Beim Unfall am 27. März 2018 war ein Rekrut schwer im Gesicht verletzt worden. Er erlitt Verletzungen an Kiefer, Schädel und Zähnen. Zwei Soldaten erlitten leichte Verbrennungen. Während einer Schiessübung war ein 8,1 cm Minenwerfer-Rohr explodiert.

Wie das Oberauditorat der Militärjustiz am Dienstag mitteilte, hat die vorläufige Beweisaufnahme zum Unfall ergeben, dass vermutlich ein Manipulationsfehler der Geschützmannschaft die Ursache für die Explosion des Rohrs war.

Als der Lader eine zweite Wurfgranate ins Rohr gleiten liess, befand sich bereits eine nicht gezündete Wurfgranate im Rohr.
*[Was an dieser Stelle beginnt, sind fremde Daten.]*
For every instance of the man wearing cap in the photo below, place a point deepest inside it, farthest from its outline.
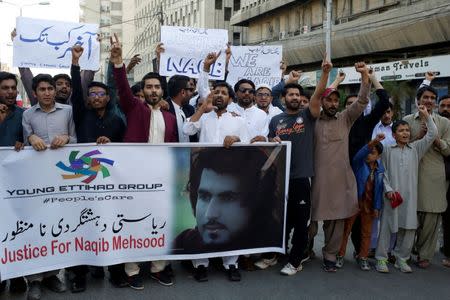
(432, 187)
(264, 101)
(297, 126)
(444, 111)
(334, 195)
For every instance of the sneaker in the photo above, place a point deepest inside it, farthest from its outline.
(402, 265)
(246, 263)
(135, 282)
(391, 258)
(18, 285)
(78, 284)
(169, 271)
(290, 269)
(97, 272)
(201, 274)
(364, 264)
(381, 266)
(329, 266)
(54, 284)
(339, 261)
(162, 277)
(423, 263)
(233, 273)
(305, 258)
(264, 263)
(35, 291)
(118, 281)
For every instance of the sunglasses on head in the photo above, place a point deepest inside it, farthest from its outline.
(99, 94)
(244, 90)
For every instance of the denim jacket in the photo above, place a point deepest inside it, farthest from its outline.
(362, 172)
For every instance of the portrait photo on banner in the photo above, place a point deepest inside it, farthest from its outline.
(231, 199)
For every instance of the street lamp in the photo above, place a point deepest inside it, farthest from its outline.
(22, 6)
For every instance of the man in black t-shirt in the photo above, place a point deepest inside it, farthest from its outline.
(297, 125)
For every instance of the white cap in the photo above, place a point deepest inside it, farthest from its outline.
(264, 86)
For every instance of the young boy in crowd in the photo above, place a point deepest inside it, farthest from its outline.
(369, 179)
(401, 162)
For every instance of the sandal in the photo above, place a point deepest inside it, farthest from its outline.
(423, 263)
(329, 266)
(446, 262)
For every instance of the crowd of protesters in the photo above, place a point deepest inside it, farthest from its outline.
(381, 181)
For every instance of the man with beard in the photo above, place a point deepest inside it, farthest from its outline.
(63, 82)
(431, 201)
(255, 119)
(332, 168)
(180, 90)
(216, 125)
(264, 101)
(444, 111)
(98, 123)
(146, 123)
(297, 126)
(10, 135)
(47, 123)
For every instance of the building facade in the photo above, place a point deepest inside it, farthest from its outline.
(151, 14)
(376, 31)
(109, 15)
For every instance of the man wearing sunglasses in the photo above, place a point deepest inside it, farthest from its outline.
(181, 89)
(97, 122)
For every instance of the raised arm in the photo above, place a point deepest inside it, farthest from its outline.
(381, 106)
(338, 80)
(355, 110)
(442, 142)
(429, 77)
(314, 103)
(126, 98)
(424, 143)
(77, 99)
(202, 84)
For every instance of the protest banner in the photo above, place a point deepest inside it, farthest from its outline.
(407, 69)
(186, 47)
(108, 204)
(260, 64)
(48, 44)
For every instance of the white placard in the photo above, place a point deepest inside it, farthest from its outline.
(260, 64)
(108, 204)
(186, 47)
(48, 44)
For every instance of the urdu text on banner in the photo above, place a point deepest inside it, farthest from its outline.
(186, 48)
(107, 204)
(48, 44)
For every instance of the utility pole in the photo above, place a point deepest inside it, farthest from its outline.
(328, 29)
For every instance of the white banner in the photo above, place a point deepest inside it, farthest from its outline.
(47, 44)
(185, 49)
(404, 69)
(260, 64)
(104, 205)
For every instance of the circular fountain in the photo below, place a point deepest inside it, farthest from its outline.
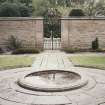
(53, 80)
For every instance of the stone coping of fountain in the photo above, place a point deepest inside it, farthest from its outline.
(76, 85)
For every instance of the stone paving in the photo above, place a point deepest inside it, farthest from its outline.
(91, 94)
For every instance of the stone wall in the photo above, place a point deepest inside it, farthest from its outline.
(27, 30)
(80, 32)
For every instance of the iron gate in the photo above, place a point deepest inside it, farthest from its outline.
(52, 30)
(50, 44)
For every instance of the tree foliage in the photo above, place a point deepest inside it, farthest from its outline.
(8, 9)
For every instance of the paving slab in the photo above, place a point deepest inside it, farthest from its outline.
(91, 94)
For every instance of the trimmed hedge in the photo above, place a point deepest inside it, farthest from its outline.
(26, 51)
(76, 12)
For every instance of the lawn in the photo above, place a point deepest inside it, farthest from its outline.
(89, 61)
(10, 62)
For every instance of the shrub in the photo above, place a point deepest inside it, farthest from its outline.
(14, 43)
(9, 10)
(76, 12)
(95, 44)
(24, 11)
(25, 51)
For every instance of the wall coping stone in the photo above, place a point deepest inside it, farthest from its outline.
(83, 18)
(19, 18)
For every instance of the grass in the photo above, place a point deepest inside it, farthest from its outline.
(89, 61)
(10, 62)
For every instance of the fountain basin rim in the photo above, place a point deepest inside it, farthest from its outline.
(80, 83)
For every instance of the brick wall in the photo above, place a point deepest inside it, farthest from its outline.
(80, 32)
(28, 30)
Die Geschützmannschaft hatte offenbar nicht bemerkt, dass der Abschuss der ersten Granate versagt hatte.

Die zweite Wurfgranate drückte in der Folge die Granate, die sich bereits im Rohr befand, auf den Zündstift am Rohrboden. Dadurch wurde die Treibladung gezündet und durch den Überdruck zerbarst das Rohr des Minenwerfers.

Keine Materialfehler und Fehlfunktionen

Material- und schiesstechnische Untersuchungen ergaben zudem, dass weder das Minenrohr einen Materialfehler aufwies noch Wurfgranaten oder Treibladungen nicht ordnungsgemäss funktionierten.
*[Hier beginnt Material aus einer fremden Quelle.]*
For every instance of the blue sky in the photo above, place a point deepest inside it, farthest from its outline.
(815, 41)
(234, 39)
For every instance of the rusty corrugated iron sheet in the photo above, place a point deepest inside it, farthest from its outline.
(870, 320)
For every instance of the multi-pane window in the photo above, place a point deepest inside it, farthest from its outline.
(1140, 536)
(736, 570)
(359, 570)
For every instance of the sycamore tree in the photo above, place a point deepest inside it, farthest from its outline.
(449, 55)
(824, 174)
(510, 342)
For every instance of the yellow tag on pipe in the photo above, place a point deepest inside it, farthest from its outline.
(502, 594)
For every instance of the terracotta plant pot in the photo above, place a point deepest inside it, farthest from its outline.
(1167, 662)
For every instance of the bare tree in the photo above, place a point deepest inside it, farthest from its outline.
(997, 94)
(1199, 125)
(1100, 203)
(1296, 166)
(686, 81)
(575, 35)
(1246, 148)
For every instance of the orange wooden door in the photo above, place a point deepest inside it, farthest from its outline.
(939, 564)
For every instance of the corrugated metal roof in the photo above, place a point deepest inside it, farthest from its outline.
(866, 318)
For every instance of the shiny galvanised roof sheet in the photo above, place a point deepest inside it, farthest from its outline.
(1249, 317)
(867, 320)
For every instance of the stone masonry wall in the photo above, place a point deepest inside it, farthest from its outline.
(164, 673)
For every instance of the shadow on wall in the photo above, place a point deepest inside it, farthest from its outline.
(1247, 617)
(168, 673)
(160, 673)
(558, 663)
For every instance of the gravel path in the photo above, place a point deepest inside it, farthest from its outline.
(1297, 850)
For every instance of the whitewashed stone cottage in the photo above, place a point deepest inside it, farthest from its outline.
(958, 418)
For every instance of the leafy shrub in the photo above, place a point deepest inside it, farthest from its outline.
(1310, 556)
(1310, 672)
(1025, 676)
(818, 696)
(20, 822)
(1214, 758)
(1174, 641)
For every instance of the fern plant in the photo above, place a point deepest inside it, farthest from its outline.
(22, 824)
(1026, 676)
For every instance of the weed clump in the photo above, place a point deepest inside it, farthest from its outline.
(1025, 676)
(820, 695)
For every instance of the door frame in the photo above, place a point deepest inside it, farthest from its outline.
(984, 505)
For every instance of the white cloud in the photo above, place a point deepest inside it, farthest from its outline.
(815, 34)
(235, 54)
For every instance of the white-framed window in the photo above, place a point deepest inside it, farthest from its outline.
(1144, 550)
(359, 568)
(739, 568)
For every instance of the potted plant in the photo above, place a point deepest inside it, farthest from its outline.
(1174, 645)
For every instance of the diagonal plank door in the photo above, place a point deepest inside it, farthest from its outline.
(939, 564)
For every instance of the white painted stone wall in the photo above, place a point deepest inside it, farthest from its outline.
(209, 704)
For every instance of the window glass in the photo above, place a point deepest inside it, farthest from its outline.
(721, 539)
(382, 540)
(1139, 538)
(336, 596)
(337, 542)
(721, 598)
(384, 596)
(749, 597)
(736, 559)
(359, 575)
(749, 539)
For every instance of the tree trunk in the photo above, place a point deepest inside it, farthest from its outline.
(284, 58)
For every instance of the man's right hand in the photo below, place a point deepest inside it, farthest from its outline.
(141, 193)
Deshalb steht für die Militärjustiz eine Fehlmanipulation als Unfallursache im Vordergrund. Es bestehe der Tatverdacht auf mehrfache fahrlässige Körperverletzung, Missbrauch und Verschleuderung von Material sowie Nichtbefolgung von Dienstvorschriften, wie es in der Mitteilung hiess.
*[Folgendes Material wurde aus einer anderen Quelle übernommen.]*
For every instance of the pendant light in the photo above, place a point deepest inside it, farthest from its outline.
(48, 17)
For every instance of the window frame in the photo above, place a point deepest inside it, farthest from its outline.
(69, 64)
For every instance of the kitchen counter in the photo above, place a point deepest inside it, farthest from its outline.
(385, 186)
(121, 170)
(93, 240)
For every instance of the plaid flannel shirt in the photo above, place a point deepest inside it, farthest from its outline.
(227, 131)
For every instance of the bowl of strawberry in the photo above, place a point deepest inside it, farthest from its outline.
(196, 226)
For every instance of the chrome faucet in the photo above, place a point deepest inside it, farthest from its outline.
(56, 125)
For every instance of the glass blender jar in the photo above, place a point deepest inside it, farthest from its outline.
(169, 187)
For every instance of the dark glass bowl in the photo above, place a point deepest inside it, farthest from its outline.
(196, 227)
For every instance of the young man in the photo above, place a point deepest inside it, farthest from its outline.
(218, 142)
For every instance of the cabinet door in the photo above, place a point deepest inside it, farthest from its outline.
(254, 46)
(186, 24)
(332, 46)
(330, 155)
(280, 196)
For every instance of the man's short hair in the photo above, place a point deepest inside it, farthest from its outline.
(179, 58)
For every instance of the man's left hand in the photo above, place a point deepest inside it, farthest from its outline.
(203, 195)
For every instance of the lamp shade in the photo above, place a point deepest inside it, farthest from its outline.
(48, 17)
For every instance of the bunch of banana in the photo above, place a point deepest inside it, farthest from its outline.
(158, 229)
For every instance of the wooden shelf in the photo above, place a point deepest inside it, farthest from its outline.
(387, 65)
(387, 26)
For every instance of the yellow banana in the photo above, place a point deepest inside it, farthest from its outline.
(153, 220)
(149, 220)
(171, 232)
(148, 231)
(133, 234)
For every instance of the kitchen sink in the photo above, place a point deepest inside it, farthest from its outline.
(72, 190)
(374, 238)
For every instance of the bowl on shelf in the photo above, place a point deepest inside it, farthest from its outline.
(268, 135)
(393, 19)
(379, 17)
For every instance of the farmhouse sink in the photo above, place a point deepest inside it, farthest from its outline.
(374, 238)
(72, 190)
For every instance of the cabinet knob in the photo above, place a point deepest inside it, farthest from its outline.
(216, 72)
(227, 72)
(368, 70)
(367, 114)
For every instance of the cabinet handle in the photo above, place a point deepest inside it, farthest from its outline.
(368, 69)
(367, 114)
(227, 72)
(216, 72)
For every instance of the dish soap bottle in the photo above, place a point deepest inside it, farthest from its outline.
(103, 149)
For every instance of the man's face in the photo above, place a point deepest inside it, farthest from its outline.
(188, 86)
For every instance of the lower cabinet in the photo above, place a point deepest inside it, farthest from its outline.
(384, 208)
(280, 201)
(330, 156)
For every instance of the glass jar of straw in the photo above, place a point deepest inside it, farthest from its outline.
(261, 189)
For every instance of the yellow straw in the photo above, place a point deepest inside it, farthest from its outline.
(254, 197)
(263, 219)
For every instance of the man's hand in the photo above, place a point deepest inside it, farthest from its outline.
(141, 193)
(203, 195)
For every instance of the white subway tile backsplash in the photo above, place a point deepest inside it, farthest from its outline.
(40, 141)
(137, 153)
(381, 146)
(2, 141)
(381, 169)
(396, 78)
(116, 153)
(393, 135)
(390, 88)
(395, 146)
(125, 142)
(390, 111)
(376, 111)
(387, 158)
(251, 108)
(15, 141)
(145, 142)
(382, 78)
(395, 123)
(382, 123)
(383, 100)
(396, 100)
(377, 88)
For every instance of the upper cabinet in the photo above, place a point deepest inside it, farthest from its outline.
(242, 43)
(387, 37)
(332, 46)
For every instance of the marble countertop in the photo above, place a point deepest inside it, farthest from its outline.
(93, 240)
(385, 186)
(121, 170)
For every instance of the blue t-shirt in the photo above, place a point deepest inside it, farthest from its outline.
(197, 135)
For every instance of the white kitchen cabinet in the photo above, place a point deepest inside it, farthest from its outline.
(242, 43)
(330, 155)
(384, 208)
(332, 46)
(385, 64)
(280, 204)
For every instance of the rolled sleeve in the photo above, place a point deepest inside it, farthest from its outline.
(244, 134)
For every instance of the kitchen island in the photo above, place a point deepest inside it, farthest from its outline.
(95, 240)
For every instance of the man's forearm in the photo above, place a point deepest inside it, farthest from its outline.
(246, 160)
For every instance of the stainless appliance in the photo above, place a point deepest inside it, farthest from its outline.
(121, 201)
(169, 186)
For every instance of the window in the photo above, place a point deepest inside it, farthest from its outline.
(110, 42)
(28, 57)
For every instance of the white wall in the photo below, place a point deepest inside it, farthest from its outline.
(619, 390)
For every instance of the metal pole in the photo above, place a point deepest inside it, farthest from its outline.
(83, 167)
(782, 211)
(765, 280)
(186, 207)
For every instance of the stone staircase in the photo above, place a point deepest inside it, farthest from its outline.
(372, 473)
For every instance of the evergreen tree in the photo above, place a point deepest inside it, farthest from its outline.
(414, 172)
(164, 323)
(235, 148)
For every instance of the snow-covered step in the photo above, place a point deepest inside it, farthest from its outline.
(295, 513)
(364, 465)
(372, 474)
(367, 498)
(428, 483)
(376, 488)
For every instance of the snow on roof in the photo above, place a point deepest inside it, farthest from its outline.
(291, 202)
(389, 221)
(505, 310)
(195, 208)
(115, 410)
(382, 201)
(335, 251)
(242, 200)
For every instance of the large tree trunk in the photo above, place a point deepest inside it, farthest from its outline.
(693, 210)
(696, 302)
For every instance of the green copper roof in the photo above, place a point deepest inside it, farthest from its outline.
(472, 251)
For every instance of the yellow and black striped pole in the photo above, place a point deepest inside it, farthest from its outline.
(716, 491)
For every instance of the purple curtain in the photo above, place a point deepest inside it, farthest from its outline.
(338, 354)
Der Untersuchungsrichter hat deshalb die Eröffnung einer Voruntersuchung gegen drei Tatverdächtige beantragt. Für diese gilt die Unschuldsvermutung. Bei den drei Tatverdächtigen handelt es sich nicht um die verletzten Soldaten, wie Mario Camelin, Sprecher der Militärjustiz, auf Nachfrage der Nachrichtenagentur Keystone-SDA präzisierte.